Between monosyllabic answers, I fought it out with myself. And, finally, lost. Or won. I’d not tell her—until just before the next coming of the Ark. I’d pretend everything was O.K. and normal for that long, give myself that much chance to see if Michaelina would fall for me. That much of a break I’d give myself. A chance, for four days.

And then—well, if by then she’d come to feel about me the way I did about her, I’d tell her what a fool I’d been and tell her I’d like to… No, I wouldn’t let her return to Earth with me, even if she wanted to, until I saw light ahead through a foggy future. All I could tell her was that if and when I had a chance of working my way up again to a decent job—and after all I was still only thirty-one and might be able to…

That sort of thing.

Reagan was waiting in my office, looking as mad as a wet hornet. He said, “Those saps at Earth Center shipping department gummed things again. Those crates of special steel—aren’t.”

“Aren’t what?”

“Aren’t anything. They’re empty crates. Something went wrong with the crating machine and they never knew it.”

“Are you sure that’s what those crates were supposed to contain?”

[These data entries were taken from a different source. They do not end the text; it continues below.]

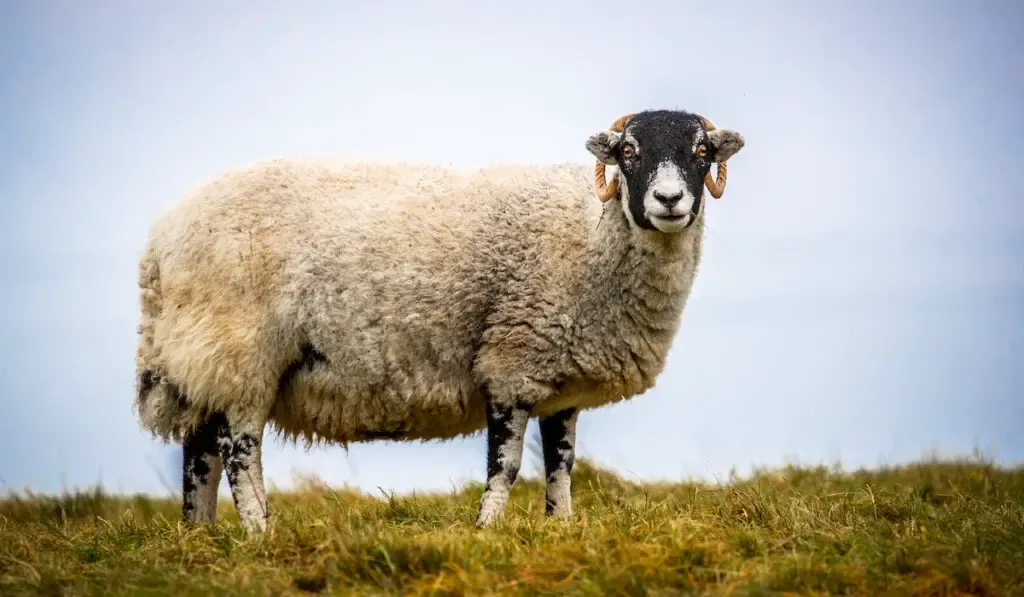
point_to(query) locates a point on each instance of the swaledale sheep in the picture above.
(342, 301)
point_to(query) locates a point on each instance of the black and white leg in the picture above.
(506, 430)
(201, 472)
(240, 440)
(558, 441)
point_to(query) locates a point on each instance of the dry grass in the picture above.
(932, 528)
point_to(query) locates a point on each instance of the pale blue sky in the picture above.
(862, 293)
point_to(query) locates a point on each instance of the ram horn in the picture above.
(606, 190)
(715, 186)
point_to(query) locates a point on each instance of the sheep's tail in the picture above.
(158, 402)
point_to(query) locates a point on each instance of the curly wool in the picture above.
(348, 301)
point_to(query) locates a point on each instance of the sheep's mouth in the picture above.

“Sure I’m sure. Everything else on the order came, and the ladings specified the steel for those particular crates.” He ran a hand through his tousled hair. It made him look more like an airedale than he usually does.

I grinned at him. “Maybe it’s invisible steel.”

“Invisible, weightless and intangible. Can I word the message to Center telling them about it?”

“Go as far as you like,” I told him. “Wait here a minute, though. I’ll show Mike where her quarters are and then I want to talk to you a minute.”

I took Michaelina to the best available sleeping cabin of the cluster around headquarters. She thanked me again for trying to get Ike a job here, and I felt lower than a widgie bird’s grave when I went back to my office.

“Yeah, chief?” Reagan said.

“About that message to Earth,” I told him. “I mean the one I sent this morning. I don’t want you to say anything about it to Michaelina.”

He chuckled. “Want to tell her yourself, huh? O.K., I’ll keep my yap shut.”

I said, a bit wryly, “Maybe I was foolish sending it.”

“Huh?” he said. “I’m sure glad you did. Swell idea.” He went out, and I managed not to throw anything at him.

The next day was a Tuesday, if that matters. I remember it as the day I solved one of Placet’s two major problems. An ironic time to do it, maybe.

I was dictating some notes on greenwort culture—Placet’s importance to Earth is, of course, the fact that certain plants native to the place and which won’t grow anywhere else yield derivatives that have become important to the pharmacopoeia. I was having heavy sledding because I was watching Michaelina take the notes; she’d insisted on starting work her second day on Placet.

And suddenly, out of a clear sky and out of a muggy mind, came an idea. I stopped dictating and rang for Reagan. He came in.

“Reagan,” I said, “order five thousand ampoules of J-17 Conditioner. Tell ’em to rush it.”

“Chief, don’t you remember? We tried the stuff. Thought it might condition us to see normally in mid-period, but it didn’t affect the optic nerves. We still saw screwy. It’s great for conditioning people to high or low temperatures or—”

“Or long or short waking-sleeping periods,” I interrupted him. “That’s what I’m talking about, Reagan. Look, revolving around two suns, Placet has such short and irregular periods of light and dark that we never took them seriously. Right?”